In deze zaak heeft de kantonrechter van de Rechtbank Rotterdam op 5 maart 2021 uitspraak gedaan in een geschil tussen een consument, aangeduid als [eiser], en een handelaar, aangeduid als [gedaagde]. De consument had op 2 maart 2020 gereedschap en toebehoren gekocht van de handelaar, die handelde onder een handelsnaam. De koop vond plaats in de nabijheid van de woning van de consument. De consument heeft na de aankoop aangegeven spijt te hebben en de koop ongedaan te willen maken, waarbij hij zich beroept op zijn recht op bedenktijd volgens artikel 6:230o BW. De consument heeft de koop ontbonden door middel van een aangetekende brief, waarin hij verzocht om terugbetaling van het betaalde bedrag van € 8.450,00.
De handelaar heeft echter geweigerd de koop ongedaan te maken, wat heeft geleid tot een rechtszaak. De kantonrechter heeft vastgesteld dat de consument handelde in de hoedanigheid van consument en niet in de uitoefening van een beroep of bedrijf. Dit was van belang voor de toepassing van de consumentenbeschermingsregels. De rechter oordeelde dat de consument zijn ontbindingsrecht binnen de bedenktijd had ingeroepen en dat de koopovereenkomst rechtsgeldig was ontbonden. De handelaar werd veroordeeld tot terugbetaling van het betaalde bedrag, vermeerderd met wettelijke rente, en werd ook veroordeeld in de proceskosten.
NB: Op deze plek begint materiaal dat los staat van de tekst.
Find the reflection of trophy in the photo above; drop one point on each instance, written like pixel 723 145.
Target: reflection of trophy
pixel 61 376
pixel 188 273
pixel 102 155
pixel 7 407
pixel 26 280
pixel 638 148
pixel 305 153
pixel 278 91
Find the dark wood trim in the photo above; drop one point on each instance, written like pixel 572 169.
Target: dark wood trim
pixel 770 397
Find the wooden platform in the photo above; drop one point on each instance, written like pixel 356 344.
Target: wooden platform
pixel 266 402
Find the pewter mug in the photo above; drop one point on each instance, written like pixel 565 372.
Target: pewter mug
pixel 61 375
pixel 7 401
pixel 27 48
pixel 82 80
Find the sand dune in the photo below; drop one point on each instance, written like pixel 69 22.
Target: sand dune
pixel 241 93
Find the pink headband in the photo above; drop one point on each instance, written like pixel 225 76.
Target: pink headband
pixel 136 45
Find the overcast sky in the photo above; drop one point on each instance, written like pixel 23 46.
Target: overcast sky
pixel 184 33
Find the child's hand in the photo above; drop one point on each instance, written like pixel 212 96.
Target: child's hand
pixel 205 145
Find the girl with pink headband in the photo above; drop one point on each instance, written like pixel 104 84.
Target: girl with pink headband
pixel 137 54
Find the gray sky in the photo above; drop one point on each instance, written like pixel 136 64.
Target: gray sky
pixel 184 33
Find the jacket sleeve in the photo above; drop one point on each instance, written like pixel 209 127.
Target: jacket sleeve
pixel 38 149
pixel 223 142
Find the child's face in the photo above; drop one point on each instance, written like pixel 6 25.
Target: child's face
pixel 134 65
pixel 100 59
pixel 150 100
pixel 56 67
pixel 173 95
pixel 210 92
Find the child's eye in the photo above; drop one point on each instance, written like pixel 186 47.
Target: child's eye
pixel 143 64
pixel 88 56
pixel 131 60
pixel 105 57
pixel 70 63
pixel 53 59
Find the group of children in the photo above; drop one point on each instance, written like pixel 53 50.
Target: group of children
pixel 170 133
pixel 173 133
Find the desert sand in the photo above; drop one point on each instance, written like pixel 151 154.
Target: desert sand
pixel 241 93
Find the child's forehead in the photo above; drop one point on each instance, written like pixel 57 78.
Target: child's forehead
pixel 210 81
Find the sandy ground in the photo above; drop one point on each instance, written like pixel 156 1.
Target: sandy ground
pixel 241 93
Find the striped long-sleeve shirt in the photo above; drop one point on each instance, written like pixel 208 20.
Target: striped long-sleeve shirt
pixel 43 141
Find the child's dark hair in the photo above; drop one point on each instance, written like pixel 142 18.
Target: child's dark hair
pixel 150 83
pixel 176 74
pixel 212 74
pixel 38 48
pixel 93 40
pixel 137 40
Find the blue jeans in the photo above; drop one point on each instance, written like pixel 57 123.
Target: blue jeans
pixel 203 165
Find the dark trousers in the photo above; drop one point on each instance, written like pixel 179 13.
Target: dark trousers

De uitspraak benadrukt het belang van consumentenrechten bij aankopen die buiten een verkoopruimte plaatsvinden, en bevestigt dat consumenten het recht hebben om een overeenkomst te ontbinden binnen de gestelde termijn, mits zij dit op de juiste wijze doen. De rechter heeft de vordering van de consument toegewezen, met uitzondering van de gevorderde buitengerechtelijke kosten, die niet voldoende onderbouwd waren.